问题
I'm trying to write a standalone test for this simple middleware function
function onlyInternal (req, res, next) {
if (!ReqHelpers.isInternal(req)) {
return res.status(HttpStatus.FORBIDDEN).send()
}
next()
}
// Expose the middleware functions
module.exports = {
onlyInternal
}
This does not work
describe('success', () => {
let req = {
get: () => {return 'x-ciitizen-token'}
}
let res = {
status: () => {
return {
send: () => {}
}
}
}
function next() {}
let spy
before(() => {
spy = sinon.spy(next)
})
after(() => {
sinon.restore()
})
it('should call next', () => {
const result = middleware.onlyInternal(req, res, next)

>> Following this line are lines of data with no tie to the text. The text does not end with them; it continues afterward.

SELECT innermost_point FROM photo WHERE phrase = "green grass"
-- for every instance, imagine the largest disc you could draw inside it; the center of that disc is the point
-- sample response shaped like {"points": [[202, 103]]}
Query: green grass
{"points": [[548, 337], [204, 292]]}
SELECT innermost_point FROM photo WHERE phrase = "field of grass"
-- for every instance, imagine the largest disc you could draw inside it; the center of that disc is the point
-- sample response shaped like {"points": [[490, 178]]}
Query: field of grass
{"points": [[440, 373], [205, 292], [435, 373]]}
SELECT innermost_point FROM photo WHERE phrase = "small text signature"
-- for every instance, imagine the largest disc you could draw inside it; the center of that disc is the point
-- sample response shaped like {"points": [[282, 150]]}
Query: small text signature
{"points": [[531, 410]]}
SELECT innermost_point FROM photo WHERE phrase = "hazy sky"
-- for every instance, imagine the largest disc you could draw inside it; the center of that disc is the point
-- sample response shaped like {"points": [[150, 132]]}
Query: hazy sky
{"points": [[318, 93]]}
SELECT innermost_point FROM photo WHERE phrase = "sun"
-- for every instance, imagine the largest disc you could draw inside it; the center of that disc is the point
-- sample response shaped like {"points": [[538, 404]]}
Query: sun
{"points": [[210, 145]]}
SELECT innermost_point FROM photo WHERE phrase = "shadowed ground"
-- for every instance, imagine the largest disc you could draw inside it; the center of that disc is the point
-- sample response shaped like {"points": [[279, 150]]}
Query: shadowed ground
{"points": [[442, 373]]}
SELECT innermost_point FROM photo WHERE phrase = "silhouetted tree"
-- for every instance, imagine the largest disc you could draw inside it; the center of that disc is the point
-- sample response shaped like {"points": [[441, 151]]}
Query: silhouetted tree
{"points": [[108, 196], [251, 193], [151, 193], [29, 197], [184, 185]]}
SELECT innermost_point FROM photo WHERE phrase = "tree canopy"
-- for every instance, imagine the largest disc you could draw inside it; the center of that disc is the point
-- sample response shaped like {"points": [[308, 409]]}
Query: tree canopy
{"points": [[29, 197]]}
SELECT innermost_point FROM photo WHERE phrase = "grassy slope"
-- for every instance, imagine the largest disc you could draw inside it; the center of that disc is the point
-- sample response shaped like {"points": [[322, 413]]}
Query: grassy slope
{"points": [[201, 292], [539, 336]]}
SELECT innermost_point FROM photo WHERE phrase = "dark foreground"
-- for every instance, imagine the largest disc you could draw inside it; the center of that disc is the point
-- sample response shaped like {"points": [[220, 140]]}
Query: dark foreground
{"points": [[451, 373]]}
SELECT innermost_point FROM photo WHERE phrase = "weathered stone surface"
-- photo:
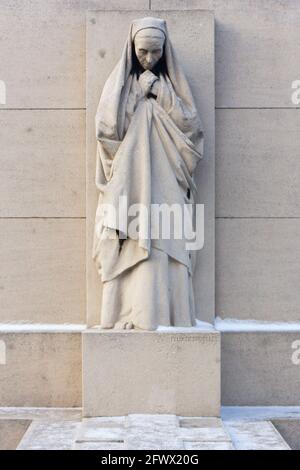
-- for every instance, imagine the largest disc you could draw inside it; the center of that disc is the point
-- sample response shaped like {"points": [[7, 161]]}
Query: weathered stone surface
{"points": [[43, 274], [43, 49], [42, 171], [256, 58], [257, 163], [187, 29], [258, 269], [42, 370], [255, 435], [172, 373], [256, 368], [49, 435]]}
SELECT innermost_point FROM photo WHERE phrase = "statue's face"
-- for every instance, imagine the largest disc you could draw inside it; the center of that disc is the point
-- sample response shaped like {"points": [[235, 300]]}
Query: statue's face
{"points": [[148, 44]]}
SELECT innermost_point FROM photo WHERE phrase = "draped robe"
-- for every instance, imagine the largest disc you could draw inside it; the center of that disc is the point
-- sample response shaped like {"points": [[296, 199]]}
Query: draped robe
{"points": [[147, 151]]}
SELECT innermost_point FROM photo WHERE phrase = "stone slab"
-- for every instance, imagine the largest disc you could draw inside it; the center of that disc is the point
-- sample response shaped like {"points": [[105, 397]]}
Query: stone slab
{"points": [[257, 163], [258, 369], [49, 435], [255, 435], [41, 370], [150, 372], [187, 30], [256, 58], [290, 431], [258, 269], [42, 171], [11, 432], [48, 35], [42, 276]]}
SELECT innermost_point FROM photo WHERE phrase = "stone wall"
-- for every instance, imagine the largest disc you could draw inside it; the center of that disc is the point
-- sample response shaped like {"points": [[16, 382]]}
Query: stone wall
{"points": [[42, 171]]}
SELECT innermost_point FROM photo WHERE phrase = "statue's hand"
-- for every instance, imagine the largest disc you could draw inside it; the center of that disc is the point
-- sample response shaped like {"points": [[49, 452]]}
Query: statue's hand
{"points": [[146, 80], [155, 88]]}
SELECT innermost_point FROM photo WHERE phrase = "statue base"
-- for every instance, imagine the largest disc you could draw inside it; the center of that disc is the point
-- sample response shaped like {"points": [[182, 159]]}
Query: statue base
{"points": [[173, 371]]}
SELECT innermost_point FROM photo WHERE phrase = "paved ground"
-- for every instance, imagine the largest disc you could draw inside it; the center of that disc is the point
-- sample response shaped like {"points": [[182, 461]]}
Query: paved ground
{"points": [[64, 429]]}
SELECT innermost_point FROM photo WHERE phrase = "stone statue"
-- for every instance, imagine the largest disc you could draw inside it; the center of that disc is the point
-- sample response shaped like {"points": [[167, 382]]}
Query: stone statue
{"points": [[149, 142]]}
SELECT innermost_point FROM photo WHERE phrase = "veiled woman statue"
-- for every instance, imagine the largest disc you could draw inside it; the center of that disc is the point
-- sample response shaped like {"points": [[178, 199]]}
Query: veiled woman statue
{"points": [[149, 142]]}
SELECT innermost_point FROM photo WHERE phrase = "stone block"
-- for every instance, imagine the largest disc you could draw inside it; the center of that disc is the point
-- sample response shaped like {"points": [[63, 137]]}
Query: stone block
{"points": [[150, 372]]}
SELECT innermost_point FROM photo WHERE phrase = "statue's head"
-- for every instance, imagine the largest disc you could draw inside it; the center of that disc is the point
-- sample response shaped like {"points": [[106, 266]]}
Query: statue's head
{"points": [[149, 47]]}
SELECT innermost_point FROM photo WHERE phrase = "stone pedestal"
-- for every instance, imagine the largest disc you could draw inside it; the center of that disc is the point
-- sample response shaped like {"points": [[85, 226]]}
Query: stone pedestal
{"points": [[175, 371]]}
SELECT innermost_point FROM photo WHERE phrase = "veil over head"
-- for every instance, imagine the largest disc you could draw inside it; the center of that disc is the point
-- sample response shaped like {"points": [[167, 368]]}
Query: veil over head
{"points": [[109, 118]]}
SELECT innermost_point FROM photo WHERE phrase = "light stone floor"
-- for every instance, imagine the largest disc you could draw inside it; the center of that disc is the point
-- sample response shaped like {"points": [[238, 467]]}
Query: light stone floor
{"points": [[62, 429]]}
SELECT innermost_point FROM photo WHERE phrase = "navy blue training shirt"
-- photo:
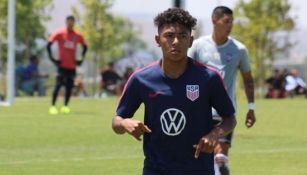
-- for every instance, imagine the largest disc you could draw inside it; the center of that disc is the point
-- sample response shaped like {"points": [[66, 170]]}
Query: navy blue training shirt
{"points": [[178, 111]]}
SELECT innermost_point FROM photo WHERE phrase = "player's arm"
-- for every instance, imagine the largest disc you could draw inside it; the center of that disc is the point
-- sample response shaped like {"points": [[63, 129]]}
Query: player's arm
{"points": [[249, 91], [221, 102], [208, 142], [84, 50], [127, 106], [133, 127], [56, 62]]}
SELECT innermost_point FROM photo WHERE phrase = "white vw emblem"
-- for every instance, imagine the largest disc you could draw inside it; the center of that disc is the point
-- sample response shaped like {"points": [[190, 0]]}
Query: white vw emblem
{"points": [[172, 121]]}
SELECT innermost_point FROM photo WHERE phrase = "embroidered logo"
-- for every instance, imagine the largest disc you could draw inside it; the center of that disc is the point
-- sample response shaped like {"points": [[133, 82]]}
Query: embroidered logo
{"points": [[172, 121], [192, 92]]}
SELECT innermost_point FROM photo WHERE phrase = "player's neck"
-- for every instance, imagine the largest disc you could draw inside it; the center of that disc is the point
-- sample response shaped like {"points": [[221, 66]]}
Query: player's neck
{"points": [[174, 69], [219, 39], [70, 29]]}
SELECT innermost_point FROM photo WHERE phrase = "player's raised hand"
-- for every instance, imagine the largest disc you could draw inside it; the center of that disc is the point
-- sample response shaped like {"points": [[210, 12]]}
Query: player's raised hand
{"points": [[206, 144], [135, 128], [250, 119]]}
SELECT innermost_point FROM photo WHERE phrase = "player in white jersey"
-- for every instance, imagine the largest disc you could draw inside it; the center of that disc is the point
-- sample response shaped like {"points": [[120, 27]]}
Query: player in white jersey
{"points": [[227, 55]]}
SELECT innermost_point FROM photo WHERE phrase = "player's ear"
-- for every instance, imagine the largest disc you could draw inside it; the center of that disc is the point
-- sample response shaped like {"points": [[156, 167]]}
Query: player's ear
{"points": [[157, 38], [191, 40], [214, 19]]}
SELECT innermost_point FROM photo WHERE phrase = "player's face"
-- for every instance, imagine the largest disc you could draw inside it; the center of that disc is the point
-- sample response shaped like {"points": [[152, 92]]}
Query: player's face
{"points": [[70, 23], [174, 40], [223, 25]]}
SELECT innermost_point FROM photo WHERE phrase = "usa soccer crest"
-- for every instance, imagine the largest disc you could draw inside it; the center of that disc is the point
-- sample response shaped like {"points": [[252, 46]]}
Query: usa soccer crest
{"points": [[192, 92]]}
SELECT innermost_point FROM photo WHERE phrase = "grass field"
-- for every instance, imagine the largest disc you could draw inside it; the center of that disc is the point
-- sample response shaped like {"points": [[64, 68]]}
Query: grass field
{"points": [[82, 143]]}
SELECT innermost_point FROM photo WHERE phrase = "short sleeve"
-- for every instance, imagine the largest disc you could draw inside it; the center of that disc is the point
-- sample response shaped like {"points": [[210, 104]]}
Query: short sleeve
{"points": [[53, 37], [130, 100], [193, 51], [219, 98], [81, 40], [245, 61]]}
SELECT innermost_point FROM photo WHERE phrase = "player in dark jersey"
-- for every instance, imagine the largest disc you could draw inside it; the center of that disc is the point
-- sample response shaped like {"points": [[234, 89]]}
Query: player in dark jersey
{"points": [[67, 39], [178, 94]]}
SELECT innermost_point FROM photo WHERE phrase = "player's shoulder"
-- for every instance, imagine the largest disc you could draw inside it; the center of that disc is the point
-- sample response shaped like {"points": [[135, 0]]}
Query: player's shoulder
{"points": [[78, 33], [205, 69], [202, 40], [237, 43], [147, 70], [60, 30]]}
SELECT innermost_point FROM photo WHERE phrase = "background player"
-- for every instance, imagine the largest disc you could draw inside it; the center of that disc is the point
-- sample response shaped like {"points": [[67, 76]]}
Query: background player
{"points": [[67, 40], [178, 94], [227, 55]]}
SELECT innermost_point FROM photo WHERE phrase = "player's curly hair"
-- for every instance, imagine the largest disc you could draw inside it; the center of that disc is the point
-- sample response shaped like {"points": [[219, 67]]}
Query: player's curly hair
{"points": [[175, 15]]}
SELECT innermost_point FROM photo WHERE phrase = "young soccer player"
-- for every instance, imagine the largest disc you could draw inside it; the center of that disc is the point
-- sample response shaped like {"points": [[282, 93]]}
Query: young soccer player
{"points": [[67, 39], [227, 55], [178, 94]]}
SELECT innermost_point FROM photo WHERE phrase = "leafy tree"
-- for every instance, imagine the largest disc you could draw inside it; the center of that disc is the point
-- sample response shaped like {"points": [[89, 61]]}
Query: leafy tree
{"points": [[263, 26], [30, 18], [108, 36]]}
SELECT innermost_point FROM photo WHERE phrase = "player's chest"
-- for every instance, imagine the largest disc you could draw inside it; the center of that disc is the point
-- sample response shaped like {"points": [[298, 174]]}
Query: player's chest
{"points": [[69, 41], [190, 92]]}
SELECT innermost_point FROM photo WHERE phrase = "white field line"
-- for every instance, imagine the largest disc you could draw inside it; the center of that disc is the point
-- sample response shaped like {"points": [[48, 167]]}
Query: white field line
{"points": [[75, 159], [79, 159]]}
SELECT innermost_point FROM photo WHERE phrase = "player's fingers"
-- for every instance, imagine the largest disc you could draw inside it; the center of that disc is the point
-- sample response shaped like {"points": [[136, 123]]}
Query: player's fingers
{"points": [[137, 137], [197, 151], [198, 148], [146, 129], [249, 123]]}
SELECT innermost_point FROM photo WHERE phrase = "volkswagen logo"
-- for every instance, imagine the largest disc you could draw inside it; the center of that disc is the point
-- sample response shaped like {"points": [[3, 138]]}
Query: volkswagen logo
{"points": [[172, 121]]}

expect(spy.called).to.be.true <-- SPY.CALLED IS ALWAYS FALSE EVEN IF I LOG IN THE NEXT FUNCTION SO I KNOW IT'S GETTING CALLED
})
})
but this does..
describe('success', () => {
let req = {
get: () => {return 'x-ciitizen-token'}
}
let res = {
status: () => {
return {
send: () => {}
}
}
}
let next = {
next: () => {}
}
let spy
before(() => {
spy = sinon.spy(next, 'next')
})
after(() => {
sinon.restore()
})
it('should call next', () => {
const result = middleware.onlyInternal(req, res, next.next)

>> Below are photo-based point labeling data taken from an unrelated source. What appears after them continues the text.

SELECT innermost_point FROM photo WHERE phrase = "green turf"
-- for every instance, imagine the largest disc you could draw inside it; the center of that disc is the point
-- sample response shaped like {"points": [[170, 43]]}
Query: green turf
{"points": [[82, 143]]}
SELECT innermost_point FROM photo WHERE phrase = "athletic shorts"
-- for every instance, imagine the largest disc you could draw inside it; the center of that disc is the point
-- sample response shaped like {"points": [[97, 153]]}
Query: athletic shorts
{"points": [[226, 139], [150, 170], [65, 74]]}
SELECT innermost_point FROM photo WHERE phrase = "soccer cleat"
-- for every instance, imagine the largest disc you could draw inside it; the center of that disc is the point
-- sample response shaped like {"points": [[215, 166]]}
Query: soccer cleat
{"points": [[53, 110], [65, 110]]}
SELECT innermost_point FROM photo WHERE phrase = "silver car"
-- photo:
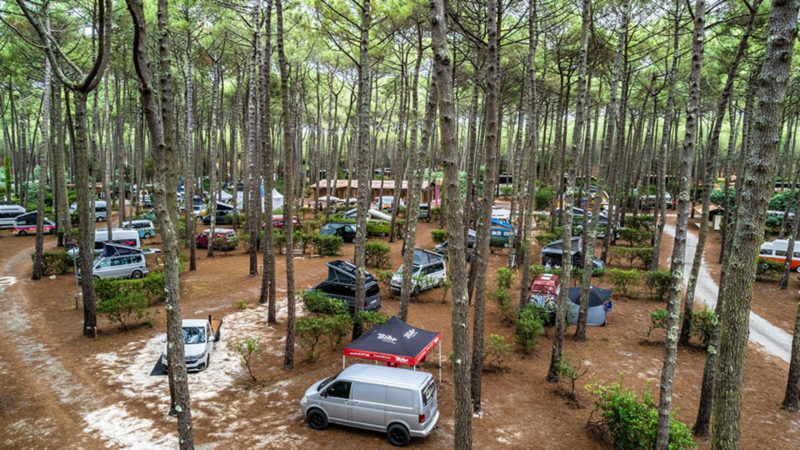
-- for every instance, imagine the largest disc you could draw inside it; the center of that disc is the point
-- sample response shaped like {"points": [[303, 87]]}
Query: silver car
{"points": [[401, 403]]}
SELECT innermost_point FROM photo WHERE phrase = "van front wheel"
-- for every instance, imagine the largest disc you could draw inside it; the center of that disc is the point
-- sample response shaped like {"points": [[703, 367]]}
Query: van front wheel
{"points": [[398, 435], [317, 419]]}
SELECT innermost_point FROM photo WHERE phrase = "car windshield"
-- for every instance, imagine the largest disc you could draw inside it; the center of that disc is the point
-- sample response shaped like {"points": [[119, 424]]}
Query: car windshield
{"points": [[194, 335], [326, 382]]}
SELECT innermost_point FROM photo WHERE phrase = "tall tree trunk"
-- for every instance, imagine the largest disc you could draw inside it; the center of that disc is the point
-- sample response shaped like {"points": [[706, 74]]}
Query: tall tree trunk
{"points": [[454, 212], [571, 161], [364, 177], [679, 247], [179, 387], [288, 193], [605, 158], [757, 187]]}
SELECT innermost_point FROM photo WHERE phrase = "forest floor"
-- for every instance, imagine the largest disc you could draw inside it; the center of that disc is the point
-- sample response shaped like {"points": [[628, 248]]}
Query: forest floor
{"points": [[60, 390]]}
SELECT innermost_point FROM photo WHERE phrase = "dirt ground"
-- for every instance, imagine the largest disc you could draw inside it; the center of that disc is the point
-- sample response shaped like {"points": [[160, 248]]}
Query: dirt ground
{"points": [[60, 390]]}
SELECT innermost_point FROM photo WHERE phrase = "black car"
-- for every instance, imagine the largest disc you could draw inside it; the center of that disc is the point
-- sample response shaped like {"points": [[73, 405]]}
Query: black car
{"points": [[341, 284], [222, 218]]}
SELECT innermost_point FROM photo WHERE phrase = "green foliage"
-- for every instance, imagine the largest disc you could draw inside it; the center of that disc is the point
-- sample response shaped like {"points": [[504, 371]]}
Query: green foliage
{"points": [[249, 352], [496, 353], [377, 254], [631, 422], [504, 278], [642, 254], [658, 319], [622, 280], [658, 283], [545, 238], [55, 263], [769, 270], [544, 197], [439, 236], [703, 323], [503, 301], [327, 245], [124, 306], [635, 236], [530, 325], [317, 302]]}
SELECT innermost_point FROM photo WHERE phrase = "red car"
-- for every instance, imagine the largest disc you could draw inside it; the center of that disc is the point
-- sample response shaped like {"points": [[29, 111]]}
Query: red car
{"points": [[224, 239], [277, 222]]}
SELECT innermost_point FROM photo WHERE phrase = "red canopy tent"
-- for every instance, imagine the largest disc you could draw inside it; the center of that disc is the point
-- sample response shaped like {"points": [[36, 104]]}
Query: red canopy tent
{"points": [[395, 342]]}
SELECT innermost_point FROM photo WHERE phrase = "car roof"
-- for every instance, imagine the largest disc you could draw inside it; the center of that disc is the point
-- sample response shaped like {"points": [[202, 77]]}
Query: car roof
{"points": [[389, 376], [194, 322]]}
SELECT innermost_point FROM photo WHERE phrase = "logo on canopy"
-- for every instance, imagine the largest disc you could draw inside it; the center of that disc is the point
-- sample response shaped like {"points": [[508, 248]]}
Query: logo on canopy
{"points": [[387, 338]]}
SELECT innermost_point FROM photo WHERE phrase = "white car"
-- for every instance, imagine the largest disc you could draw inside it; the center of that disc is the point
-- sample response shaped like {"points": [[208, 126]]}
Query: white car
{"points": [[429, 271], [198, 344]]}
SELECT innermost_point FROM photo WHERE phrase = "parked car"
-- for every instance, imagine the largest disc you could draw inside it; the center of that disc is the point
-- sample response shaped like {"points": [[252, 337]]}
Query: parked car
{"points": [[224, 239], [341, 284], [544, 292], [9, 213], [143, 227], [429, 271], [25, 224], [345, 230], [442, 248], [277, 222], [198, 343], [401, 403], [120, 261], [222, 218]]}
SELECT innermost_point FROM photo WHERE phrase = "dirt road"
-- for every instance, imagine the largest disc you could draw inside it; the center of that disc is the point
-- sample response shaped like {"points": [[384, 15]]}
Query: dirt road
{"points": [[772, 339]]}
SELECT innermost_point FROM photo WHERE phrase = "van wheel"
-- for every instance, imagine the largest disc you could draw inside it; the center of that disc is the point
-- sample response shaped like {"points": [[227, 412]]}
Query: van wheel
{"points": [[398, 435], [317, 419]]}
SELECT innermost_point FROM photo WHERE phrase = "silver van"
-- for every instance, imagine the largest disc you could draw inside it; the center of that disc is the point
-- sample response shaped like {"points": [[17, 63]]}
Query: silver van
{"points": [[401, 403]]}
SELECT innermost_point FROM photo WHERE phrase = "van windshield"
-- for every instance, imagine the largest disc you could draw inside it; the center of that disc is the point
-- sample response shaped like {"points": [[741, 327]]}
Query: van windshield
{"points": [[429, 392], [326, 382]]}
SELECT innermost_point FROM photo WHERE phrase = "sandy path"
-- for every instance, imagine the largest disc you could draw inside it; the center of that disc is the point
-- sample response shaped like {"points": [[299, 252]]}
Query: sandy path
{"points": [[772, 339]]}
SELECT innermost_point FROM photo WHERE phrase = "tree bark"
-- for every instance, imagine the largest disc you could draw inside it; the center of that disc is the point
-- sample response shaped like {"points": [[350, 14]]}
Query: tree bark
{"points": [[679, 247], [757, 187], [454, 212]]}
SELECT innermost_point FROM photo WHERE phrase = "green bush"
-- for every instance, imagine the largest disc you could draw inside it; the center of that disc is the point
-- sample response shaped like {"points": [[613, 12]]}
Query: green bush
{"points": [[55, 263], [703, 323], [530, 325], [378, 228], [545, 238], [544, 196], [439, 236], [505, 278], [658, 283], [124, 307], [623, 280], [496, 353], [658, 319], [327, 245], [631, 422], [317, 302], [377, 254]]}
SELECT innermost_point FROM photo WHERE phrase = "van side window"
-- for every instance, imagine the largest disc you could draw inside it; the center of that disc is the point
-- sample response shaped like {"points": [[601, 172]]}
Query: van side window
{"points": [[370, 393], [340, 390], [399, 397]]}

expect(spy.called).to.be.true
})
})
Why isn't spying on just the function working?
回答1:
Sinon cannot change content of existing function, so all spies it creates are just wrappers over existing function that count calls, memoize args etc.
So, your first example is equal to this:
function next() {}
let spy = sinon.spy(next);
next(); // assuming that middleware is just calling next
// spy is not used!
Your second example, equals to this:
let next = { next: () => {} }
next.next = sinon.spy(next.next); // sinon.spy(obj, 'name') just replaces obj.name with spy on it
next.next(); // you actually call spy which in in turn calls original next.next
//spy is called. YaY
So, they key to 'spying' and 'stubbing' in sinon is that you have to use spied/stubbed function in test. Your original code just used original, non-spied function.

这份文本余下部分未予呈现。